Cut to six years later, and Flanagan himself has directed an adaptation that captures the spirit of its predecessors, by using his "inner fan as the litmus for everything."
"I would try to imagine how I would react if another filmmaker was making the film, and weighing each decision up against that."
Flanagan's Doctor Sleep is deeply invested in its characters and their demons, both internal and external. This should be no surprise to someone following Flanagan's work, as King's novel and his own films share similar themes. "It's about generational trauma, addiction, recovery, responsibility — this sort of dark, predatory world. All of that is already in my zone of fascination, things that really draw me to a story."
What makes Flanagan's adaptation of Doctor Sleep work is how well he understands King's novels on a human level, contextualizing Doctor Sleep not only within the world of The Shining but in King's own life.

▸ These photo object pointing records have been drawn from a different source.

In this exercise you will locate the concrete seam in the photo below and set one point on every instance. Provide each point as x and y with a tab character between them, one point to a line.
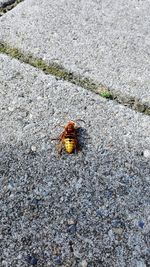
61	73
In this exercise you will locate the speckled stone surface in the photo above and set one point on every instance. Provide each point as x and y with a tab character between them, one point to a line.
4	3
87	209
104	40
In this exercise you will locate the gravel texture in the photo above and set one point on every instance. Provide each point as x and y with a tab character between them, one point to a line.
4	3
87	209
104	40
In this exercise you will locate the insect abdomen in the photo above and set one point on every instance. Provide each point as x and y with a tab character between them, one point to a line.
70	145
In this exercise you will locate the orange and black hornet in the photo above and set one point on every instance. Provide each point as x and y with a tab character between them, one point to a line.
68	138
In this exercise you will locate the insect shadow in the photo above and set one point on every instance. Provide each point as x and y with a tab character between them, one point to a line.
83	137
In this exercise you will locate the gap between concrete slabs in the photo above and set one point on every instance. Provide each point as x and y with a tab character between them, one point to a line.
92	207
87	83
93	37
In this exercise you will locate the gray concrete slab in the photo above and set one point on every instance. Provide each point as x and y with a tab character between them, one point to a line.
85	209
4	3
107	41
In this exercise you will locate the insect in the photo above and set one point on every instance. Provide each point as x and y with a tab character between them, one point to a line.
69	138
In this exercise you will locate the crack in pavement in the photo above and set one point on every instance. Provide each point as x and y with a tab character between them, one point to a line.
61	73
10	4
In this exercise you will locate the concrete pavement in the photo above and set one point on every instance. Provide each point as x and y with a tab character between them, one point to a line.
87	209
108	42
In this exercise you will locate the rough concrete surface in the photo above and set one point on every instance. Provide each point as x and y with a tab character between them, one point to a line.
87	209
4	3
105	40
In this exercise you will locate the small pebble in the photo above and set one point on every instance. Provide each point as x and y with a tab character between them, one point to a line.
32	260
58	260
146	153
141	224
84	263
72	229
33	148
118	231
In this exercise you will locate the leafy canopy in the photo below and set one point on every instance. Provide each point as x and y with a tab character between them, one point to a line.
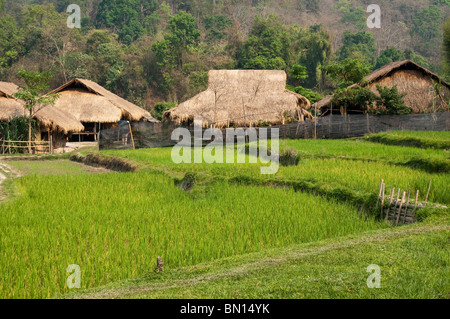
348	72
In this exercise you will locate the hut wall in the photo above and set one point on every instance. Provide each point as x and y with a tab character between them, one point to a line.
419	89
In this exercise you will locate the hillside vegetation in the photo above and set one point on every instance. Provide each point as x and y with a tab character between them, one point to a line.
160	51
115	225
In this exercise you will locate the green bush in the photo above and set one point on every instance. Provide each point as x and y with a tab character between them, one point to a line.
289	157
390	101
160	108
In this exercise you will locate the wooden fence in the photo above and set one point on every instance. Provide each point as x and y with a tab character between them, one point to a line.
331	127
37	147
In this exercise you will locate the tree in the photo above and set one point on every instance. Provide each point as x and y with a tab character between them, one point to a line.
359	45
348	72
446	61
416	58
315	51
11	42
390	54
390	101
127	17
427	26
298	72
267	46
356	98
32	95
172	54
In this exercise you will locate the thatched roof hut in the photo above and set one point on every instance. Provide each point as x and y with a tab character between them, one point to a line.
91	103
410	78
242	98
49	117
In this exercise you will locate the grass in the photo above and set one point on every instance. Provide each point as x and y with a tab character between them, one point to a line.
437	140
54	167
102	221
230	235
414	263
352	164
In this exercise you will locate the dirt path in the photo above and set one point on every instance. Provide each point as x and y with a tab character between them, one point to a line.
276	260
5	172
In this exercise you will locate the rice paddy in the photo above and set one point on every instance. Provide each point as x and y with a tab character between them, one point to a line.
114	226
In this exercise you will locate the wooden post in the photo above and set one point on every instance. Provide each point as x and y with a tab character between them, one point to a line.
428	193
379	193
395	205
406	208
382	199
132	139
368	123
400	208
51	142
390	203
315	121
415	205
98	139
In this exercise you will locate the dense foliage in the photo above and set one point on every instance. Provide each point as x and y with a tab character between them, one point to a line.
161	50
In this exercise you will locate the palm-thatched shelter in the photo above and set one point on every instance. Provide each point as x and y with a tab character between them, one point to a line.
242	98
53	124
417	82
96	107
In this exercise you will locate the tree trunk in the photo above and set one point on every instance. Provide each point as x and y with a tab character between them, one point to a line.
30	119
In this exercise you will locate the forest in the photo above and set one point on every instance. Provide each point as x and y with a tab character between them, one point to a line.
158	53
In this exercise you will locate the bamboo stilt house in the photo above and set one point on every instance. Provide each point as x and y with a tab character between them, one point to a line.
242	98
417	82
51	122
96	107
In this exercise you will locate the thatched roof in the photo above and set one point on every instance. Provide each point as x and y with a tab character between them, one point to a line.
90	102
49	117
384	73
242	98
392	67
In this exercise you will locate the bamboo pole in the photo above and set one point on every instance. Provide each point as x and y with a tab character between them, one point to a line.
428	193
390	203
379	193
415	205
315	121
406	208
395	205
400	208
132	139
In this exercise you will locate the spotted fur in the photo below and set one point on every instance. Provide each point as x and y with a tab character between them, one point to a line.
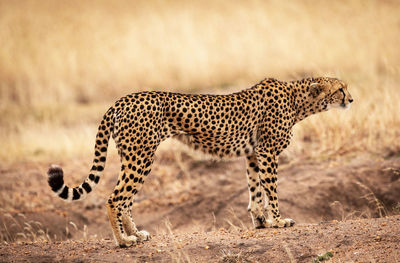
255	123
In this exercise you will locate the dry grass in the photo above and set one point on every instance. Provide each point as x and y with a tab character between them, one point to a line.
61	62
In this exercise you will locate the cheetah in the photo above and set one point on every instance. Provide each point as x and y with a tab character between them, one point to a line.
255	123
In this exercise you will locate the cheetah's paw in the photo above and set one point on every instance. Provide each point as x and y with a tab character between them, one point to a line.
128	241
143	235
280	223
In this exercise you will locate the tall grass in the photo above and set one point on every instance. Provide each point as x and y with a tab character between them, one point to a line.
58	57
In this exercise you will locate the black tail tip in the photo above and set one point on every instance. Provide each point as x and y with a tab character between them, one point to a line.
56	177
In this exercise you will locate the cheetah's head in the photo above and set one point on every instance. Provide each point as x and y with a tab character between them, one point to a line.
330	93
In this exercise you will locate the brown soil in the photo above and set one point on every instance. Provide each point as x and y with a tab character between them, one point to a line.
196	211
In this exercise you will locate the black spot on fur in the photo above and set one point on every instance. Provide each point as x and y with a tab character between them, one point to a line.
76	195
87	187
64	193
56	178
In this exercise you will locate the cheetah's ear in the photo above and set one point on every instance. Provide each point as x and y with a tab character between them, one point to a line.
317	89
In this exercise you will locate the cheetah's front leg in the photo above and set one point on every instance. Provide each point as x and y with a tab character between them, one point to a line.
255	193
267	172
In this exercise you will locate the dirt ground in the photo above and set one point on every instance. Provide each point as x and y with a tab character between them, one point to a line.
196	211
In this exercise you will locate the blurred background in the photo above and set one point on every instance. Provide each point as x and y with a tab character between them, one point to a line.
63	63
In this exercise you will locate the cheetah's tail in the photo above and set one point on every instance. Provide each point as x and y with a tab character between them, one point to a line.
56	175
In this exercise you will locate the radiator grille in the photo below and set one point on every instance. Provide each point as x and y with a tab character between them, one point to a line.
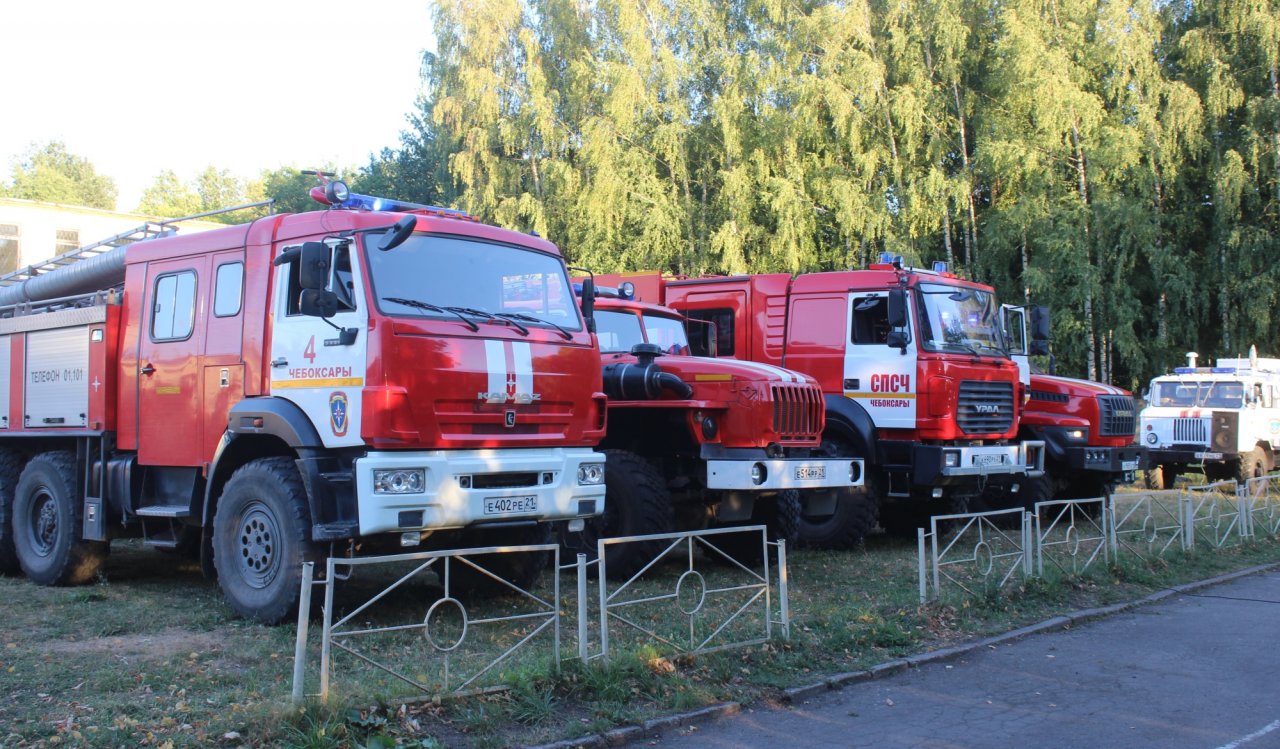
1191	432
798	412
984	407
1119	416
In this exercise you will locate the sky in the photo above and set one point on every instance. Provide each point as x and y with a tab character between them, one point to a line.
141	86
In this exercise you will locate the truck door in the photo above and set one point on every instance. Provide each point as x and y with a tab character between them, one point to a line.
170	346
878	377
310	364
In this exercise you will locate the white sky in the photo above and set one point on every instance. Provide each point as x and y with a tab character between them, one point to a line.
140	86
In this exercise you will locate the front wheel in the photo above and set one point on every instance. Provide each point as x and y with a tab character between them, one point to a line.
46	523
261	539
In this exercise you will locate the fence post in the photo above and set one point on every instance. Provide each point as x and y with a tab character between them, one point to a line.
581	607
919	557
784	602
300	648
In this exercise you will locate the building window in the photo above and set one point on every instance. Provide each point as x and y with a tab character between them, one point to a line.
173	311
10	247
68	240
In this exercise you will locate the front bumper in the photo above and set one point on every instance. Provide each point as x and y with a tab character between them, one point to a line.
776	474
467	487
1106	460
940	465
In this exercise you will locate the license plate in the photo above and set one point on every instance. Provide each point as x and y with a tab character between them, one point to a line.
805	473
510	505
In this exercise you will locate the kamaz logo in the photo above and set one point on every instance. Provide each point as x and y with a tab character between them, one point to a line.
510	397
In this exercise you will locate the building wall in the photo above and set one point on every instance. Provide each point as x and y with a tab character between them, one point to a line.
32	232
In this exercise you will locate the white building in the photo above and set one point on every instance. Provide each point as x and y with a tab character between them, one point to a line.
32	231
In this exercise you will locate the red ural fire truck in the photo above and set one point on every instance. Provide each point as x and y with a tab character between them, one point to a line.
280	389
915	374
695	442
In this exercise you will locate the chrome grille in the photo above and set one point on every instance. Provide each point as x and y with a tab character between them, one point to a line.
1119	416
1191	432
798	412
984	407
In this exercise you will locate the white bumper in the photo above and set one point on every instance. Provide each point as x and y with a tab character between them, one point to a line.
775	474
464	487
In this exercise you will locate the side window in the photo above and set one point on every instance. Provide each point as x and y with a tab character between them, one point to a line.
869	324
341	282
173	310
723	322
228	289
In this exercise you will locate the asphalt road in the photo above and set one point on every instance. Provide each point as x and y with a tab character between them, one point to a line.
1196	671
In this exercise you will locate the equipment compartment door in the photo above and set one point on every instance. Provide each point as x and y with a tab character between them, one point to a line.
170	345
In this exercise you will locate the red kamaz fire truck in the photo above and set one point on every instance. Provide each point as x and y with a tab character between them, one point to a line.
280	389
695	442
915	373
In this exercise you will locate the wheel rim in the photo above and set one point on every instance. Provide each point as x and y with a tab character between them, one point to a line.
259	544
42	528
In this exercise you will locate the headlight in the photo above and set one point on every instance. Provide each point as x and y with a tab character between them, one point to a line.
590	474
400	480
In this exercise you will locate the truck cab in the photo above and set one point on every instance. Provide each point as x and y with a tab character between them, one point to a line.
1223	420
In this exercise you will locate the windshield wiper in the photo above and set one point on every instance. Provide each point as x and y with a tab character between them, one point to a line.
490	316
432	307
533	319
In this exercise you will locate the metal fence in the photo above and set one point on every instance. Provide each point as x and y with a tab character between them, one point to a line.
722	595
428	631
978	553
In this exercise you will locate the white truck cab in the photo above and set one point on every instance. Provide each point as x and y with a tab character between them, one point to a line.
1224	420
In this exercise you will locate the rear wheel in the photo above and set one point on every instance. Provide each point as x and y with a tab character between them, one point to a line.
10	470
1252	465
46	523
261	539
636	502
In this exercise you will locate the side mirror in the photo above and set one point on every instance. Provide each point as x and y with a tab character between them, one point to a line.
897	307
318	302
589	302
398	233
314	265
1041	324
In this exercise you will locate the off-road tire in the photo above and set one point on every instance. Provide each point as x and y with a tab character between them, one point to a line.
520	569
780	515
854	516
10	470
261	539
46	523
1252	465
636	503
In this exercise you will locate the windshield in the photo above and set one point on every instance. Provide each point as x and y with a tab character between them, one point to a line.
474	278
618	330
1210	394
959	319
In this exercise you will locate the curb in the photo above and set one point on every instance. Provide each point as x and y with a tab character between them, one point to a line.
795	694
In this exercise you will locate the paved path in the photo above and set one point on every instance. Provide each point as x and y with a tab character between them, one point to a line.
1194	671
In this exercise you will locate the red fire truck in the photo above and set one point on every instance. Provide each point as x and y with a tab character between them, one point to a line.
279	391
915	374
695	442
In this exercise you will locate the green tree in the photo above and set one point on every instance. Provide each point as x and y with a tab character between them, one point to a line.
50	173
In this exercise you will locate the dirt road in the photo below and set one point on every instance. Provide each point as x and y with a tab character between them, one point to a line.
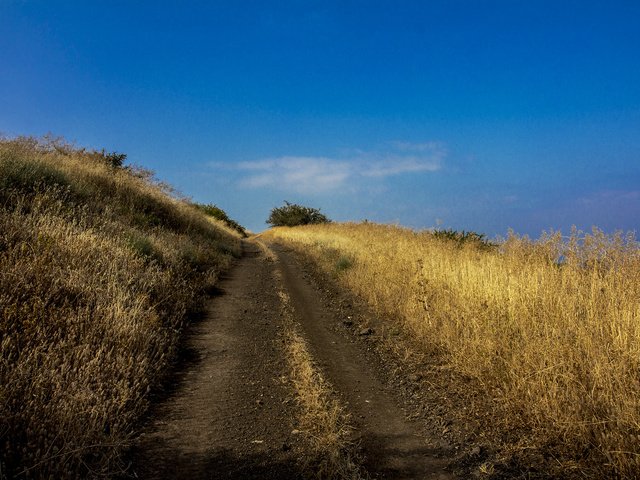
231	413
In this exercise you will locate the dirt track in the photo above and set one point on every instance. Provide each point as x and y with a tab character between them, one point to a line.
231	413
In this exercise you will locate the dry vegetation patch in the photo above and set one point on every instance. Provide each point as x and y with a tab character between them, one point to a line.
99	266
550	328
323	421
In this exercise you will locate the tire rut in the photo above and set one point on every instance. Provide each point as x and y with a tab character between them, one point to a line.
392	446
226	416
228	411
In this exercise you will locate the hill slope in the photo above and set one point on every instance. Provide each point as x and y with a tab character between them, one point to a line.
99	267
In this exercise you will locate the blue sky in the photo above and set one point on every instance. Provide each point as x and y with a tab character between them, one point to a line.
476	115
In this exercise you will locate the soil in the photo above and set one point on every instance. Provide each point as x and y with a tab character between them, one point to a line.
229	412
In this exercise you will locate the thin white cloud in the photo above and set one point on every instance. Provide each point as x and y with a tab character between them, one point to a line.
298	174
322	174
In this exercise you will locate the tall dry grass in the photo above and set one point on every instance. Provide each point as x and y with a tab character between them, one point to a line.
99	267
550	327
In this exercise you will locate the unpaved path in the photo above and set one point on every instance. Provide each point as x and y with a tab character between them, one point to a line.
230	414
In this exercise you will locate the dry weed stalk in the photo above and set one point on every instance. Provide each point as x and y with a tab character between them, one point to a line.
322	419
98	269
551	327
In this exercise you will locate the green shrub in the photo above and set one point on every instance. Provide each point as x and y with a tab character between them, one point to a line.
463	237
219	214
291	215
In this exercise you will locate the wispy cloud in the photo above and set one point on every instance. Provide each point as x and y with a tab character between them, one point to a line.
322	174
298	174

"[Stephen King] wrote The Shining at a time when he was nervous about what his own alcoholism would do to his family if he didn't have it under control. But flash forward decades later, with decades of sobriety behind him, he writes Doctor Sleep. And that's about recovery and looking at his own grown children and wondering if the demons he wrestled with would be a part of them. I find that stuff to be so beautifully human and so personally fascinating to me. You can't really interrogate your demons, but it's important to try. It's important to stare them in the face."